His opening 63 was a course record and his 65 Friday gave him the lowest 36-hole score in major history. His seven-shot lead heading into the final round is also a US PGA record.
Koepka is aware of the records stacking up, but insists his focus is on just winning a second-straight US PGA to go with back-to-back US Opens.
“I couldn’t care less about breaking any records,” he told Sky Sports. “I’m just trying to win a golf tournament.”
If Koepka’s demeanour is deadpan, his golf has been anything but as his explosive brand of the game has overpowered Bethpage’s infamous Black course this week.
“Everybody keeps asking, like what am I doing differently,” he told reporters. “I’m not — I’m just that much more focused. I think I’m tunnel-visioned.
“It’s just something about playing a tough golf course and understanding. I’m not the best at the birdie-fest. I’m better if it’s going to play very difficult and even par, I like that. Those are my kind of golf courses, where it’s very stressful to play. I enjoy that. That’s what I live for.”
‘I’m going to need some help’
Johnson and co. will be desperately searching for some kind of chink in Koepka’s armor. They may cling to his back-to-back bogeys at nine and 10 Saturday, or a number of drives pushed out to the right, mistakes which could multiply should the pressure of trying to maintain his lead intensify.
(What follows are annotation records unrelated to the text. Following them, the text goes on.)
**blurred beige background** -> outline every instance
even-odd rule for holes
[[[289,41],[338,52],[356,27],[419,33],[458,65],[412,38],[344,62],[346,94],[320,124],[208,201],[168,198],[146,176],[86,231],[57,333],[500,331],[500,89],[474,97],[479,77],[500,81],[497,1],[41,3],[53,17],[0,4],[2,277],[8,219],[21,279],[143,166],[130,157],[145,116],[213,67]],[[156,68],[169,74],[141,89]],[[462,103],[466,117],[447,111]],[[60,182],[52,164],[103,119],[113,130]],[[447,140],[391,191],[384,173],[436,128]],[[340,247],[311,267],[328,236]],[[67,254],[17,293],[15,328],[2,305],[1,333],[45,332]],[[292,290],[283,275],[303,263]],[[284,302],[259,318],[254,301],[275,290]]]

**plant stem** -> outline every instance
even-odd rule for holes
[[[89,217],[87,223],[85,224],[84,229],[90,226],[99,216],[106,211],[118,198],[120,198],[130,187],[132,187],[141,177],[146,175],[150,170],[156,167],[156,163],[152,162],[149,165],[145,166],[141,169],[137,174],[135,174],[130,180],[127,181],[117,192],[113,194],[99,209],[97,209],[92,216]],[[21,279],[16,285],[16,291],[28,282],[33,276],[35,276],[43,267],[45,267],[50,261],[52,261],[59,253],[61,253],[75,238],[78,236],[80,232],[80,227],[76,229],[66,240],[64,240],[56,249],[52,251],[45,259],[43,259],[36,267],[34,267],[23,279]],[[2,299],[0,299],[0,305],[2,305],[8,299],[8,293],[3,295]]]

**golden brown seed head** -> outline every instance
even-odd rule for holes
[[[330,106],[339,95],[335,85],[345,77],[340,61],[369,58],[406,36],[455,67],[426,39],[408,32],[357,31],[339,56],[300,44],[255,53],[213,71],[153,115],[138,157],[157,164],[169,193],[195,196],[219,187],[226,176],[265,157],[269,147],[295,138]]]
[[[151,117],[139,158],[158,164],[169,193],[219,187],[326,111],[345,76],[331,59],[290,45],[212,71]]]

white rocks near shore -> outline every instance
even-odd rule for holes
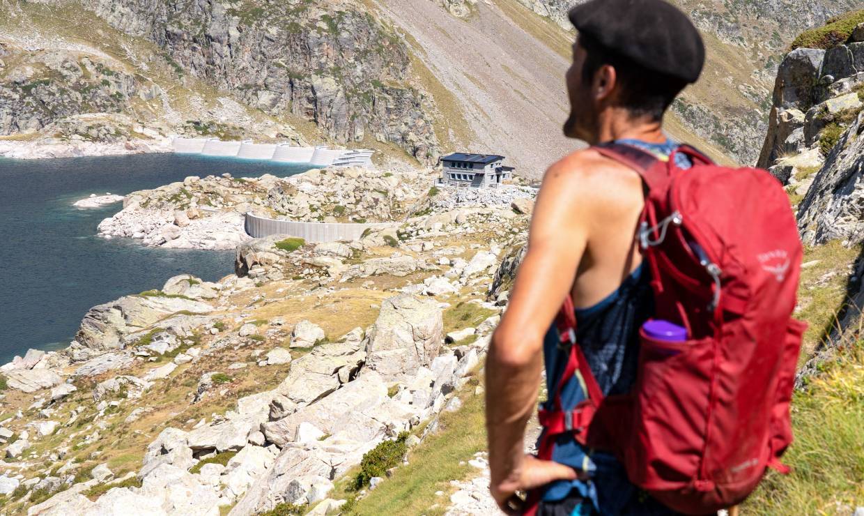
[[[117,202],[123,202],[123,195],[115,195],[110,193],[105,194],[105,195],[91,194],[90,197],[76,201],[72,206],[81,208],[92,208],[102,207],[103,206],[115,204]]]
[[[172,152],[169,138],[106,143],[85,140],[0,140],[0,157],[22,160]]]
[[[237,212],[219,212],[209,216],[186,220],[178,225],[171,210],[124,209],[98,226],[103,237],[140,239],[145,245],[166,249],[203,249],[226,251],[251,240],[244,230],[244,215]]]

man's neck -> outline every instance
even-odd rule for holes
[[[666,135],[663,132],[663,124],[652,120],[633,119],[626,111],[612,113],[601,117],[597,131],[597,141],[600,143],[613,140],[633,139],[649,143],[663,143],[666,142]]]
Or they may reach for the history books, which record that Scotland’s Paul Lawrie came from a record 10 shots back on the final day to overhaul the befuddled Jean van de Velde in the Open at Carnoustie in 1999.
Then there’s the eight shots retrieved by Jack Burke Jr at the Masters in 1956, or the seven shot deficits erased by Arnold Palmer in the 1960 US Open or John Mahaffey at the US PGA in 1978.
Johnson himself has experience of disappointment at majors and leads disappearing through his hands, such as blowing a three-shot lead heading into the final round of the 2010 US Open at Pebble Beach.
“I’m going to need some help from him [Koepka], and then I’m going to have to play very, very well,” Johnson, the 2016 US Open champion, told reporters.
Koepka, though, isn’t planning to help anyone.
“I know if I can get off to a good start, guys got to push, and if you’re going to push on this golf course, you’re going to make mistakes,” he added.
“I just have to have the same mentality, focus on myself and not anybody else. And at the same time, staying patient and staying in the moment, and every time I do it, I feel like I’m getting better and better at it.”